A month after similar declines, shares of IBM trade negatively 71% of the time, and underperform the broader stock market, according to hedge fund analytics tool Kensho. The similar negative trading periods that were studied occurred seven times across the past five years.
In the third quarter, IBM had lowered its full-year earnings estimate to take into account the impact from its acquisition of Red Hat, among other factors.
The company's cloud business has not done enough to offset sluggish sales in its services, hardware and financing businesses. Even with contributions from Red Hat, an acquisition that closed in the third quarter — and Red Hat revenue growing 19% in the quarter on a normalized basis which was better than its growth rate during its last quarter as an independent company — IBM's Global Technology Services unit, its largest, struggled with revenue of $6.7 billion down 5.6% from the year ago period and slightly below the consensus estimate.

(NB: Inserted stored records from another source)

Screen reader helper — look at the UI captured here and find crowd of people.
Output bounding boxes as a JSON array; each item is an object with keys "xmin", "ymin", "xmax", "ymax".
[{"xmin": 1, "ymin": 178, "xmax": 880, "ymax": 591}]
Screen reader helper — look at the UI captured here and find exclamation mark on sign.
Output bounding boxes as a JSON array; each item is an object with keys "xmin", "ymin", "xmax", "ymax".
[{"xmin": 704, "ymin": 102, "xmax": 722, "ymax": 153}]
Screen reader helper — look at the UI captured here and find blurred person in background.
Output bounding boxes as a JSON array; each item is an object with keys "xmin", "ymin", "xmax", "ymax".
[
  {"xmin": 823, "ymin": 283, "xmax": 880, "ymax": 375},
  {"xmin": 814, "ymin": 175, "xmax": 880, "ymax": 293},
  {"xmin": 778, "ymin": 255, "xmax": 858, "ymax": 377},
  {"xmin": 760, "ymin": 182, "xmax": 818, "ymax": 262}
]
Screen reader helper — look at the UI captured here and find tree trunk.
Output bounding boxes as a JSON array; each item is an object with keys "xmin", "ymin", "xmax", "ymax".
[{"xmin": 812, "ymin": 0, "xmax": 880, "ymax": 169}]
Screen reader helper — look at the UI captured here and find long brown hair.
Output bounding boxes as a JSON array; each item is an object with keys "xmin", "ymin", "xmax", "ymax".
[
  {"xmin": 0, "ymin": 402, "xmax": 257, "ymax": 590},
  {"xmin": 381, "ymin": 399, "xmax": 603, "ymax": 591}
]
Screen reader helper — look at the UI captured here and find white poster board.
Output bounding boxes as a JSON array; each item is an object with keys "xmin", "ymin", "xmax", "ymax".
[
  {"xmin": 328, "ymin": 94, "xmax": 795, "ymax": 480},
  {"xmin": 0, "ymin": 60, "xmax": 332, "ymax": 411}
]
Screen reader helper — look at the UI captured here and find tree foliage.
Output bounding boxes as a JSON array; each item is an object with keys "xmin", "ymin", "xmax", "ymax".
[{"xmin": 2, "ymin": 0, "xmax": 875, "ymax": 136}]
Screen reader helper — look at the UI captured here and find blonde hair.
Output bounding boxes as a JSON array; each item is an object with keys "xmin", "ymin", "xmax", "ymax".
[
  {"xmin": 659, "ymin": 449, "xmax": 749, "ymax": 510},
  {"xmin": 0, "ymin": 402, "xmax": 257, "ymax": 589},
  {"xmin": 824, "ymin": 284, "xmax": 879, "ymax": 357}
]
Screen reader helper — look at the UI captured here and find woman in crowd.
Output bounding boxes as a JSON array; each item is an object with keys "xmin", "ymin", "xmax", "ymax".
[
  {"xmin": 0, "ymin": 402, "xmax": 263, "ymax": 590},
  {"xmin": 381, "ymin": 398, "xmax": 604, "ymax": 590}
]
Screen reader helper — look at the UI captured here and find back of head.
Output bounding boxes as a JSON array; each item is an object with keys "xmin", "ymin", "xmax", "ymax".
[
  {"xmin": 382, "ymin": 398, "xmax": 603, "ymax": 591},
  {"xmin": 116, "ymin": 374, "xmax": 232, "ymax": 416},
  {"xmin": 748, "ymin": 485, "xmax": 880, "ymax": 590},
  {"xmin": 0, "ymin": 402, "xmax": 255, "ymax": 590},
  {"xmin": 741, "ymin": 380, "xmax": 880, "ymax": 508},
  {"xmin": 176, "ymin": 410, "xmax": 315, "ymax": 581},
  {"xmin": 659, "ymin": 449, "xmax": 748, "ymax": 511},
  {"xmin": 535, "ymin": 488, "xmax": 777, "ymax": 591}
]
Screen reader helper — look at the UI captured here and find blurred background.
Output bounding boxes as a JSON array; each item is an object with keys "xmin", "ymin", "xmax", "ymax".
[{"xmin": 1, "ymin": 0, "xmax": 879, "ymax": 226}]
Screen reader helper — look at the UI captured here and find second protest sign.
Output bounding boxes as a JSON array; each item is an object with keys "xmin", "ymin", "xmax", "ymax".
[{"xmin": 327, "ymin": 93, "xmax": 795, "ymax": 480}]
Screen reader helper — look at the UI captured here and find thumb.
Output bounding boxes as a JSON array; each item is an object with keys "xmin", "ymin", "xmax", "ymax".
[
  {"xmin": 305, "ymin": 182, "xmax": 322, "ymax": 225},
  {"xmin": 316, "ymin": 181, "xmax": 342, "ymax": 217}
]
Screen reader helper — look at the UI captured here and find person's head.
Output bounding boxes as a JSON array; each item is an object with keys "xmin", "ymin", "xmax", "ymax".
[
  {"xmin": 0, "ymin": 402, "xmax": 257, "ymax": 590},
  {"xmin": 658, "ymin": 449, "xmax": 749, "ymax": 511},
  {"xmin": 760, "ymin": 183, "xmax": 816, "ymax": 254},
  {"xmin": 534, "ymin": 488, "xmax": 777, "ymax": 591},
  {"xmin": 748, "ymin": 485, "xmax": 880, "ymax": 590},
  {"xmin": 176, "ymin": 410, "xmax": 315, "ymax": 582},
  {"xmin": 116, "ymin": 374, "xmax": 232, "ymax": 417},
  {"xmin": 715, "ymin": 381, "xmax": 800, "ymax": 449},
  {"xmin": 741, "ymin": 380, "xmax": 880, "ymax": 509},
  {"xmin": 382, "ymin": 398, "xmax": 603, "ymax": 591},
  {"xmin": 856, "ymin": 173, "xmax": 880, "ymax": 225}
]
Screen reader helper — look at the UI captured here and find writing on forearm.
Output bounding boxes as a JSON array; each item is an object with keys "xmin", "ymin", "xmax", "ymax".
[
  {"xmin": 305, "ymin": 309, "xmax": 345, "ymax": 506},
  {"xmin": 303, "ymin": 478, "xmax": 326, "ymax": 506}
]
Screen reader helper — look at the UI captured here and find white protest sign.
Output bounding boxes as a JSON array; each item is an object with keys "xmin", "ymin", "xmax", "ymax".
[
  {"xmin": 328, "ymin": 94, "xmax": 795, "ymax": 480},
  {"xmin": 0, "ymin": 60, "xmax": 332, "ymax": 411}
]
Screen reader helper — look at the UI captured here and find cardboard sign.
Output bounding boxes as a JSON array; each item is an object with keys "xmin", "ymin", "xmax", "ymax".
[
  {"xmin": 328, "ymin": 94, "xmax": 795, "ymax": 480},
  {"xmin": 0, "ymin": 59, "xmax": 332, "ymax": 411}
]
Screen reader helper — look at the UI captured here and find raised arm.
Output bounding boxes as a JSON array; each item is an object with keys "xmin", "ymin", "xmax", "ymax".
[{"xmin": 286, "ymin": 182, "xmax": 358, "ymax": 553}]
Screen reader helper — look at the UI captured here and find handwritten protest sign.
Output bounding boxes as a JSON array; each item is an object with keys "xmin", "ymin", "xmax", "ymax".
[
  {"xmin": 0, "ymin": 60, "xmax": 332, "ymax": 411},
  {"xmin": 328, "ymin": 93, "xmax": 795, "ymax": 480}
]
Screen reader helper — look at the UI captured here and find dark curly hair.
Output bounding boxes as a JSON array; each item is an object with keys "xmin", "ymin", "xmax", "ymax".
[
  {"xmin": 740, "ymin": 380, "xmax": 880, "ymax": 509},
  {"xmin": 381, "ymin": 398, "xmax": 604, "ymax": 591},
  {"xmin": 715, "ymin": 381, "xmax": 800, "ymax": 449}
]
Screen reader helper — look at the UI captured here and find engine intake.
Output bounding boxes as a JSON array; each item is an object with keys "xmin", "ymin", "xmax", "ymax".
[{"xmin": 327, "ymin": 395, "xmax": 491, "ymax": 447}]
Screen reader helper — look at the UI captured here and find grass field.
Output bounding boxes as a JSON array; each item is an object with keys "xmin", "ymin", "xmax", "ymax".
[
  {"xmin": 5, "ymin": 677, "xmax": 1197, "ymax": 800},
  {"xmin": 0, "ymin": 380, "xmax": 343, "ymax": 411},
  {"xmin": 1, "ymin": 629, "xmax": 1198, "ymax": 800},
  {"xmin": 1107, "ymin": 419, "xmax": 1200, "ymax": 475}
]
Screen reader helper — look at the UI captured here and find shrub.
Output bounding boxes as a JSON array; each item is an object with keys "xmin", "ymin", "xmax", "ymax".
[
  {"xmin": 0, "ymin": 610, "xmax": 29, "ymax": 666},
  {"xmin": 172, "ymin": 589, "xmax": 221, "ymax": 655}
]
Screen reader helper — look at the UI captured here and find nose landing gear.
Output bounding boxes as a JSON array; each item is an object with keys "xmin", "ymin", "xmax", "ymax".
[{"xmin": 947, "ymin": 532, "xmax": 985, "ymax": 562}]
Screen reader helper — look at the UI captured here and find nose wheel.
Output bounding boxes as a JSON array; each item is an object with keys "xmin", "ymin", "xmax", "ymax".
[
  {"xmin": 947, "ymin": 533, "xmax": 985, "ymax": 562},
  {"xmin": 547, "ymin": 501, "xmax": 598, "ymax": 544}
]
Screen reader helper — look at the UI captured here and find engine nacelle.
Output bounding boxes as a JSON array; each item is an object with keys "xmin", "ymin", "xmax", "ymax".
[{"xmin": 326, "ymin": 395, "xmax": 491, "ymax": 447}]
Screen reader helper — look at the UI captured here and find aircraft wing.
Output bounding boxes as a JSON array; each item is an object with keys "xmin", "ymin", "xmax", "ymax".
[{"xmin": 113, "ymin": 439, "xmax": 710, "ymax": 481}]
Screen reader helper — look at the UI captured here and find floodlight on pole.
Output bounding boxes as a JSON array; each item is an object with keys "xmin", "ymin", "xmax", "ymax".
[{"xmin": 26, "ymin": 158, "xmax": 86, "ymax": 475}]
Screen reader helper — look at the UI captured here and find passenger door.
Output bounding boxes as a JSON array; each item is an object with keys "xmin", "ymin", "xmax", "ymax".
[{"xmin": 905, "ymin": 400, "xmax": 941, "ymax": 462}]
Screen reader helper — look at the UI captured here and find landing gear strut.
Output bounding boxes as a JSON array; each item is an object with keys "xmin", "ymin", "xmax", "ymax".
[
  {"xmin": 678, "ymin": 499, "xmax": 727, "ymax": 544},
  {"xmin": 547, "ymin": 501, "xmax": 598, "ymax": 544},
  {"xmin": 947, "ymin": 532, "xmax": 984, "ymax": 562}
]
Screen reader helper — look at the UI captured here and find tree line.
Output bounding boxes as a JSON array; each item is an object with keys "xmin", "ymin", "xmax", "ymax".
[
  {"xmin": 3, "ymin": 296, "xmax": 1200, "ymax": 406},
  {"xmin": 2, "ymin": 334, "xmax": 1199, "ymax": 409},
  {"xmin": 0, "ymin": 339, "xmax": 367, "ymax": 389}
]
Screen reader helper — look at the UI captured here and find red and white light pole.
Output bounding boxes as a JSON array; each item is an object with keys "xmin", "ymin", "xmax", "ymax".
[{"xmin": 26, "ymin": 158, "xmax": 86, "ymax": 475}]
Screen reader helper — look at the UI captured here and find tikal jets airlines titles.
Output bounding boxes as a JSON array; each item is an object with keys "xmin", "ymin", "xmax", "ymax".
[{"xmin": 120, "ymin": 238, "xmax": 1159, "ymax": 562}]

Some Wall Street analysts remain positive on IBM.
"We think the combination of new products should enable the company's Systems segment to revert to growth in CY20 following recent declines (wind down of z14 cycle)," Evercore ISI analyst Amit Daryanani, who has the equivalent of a buy rating on IBM stock, wrote in a note distributed to clients on Monday.
IBM shares are up about 25% since the beginning of the year.
IBM said it continues to forecast at least $12.80 in earnings per share, for the full year 2019. It beat by a penny in the third quarter — $2.68 per share vs. $2.67 analyst expectation. Analysts polled by Refinitiv expect $12.81 in earnings per share for the year.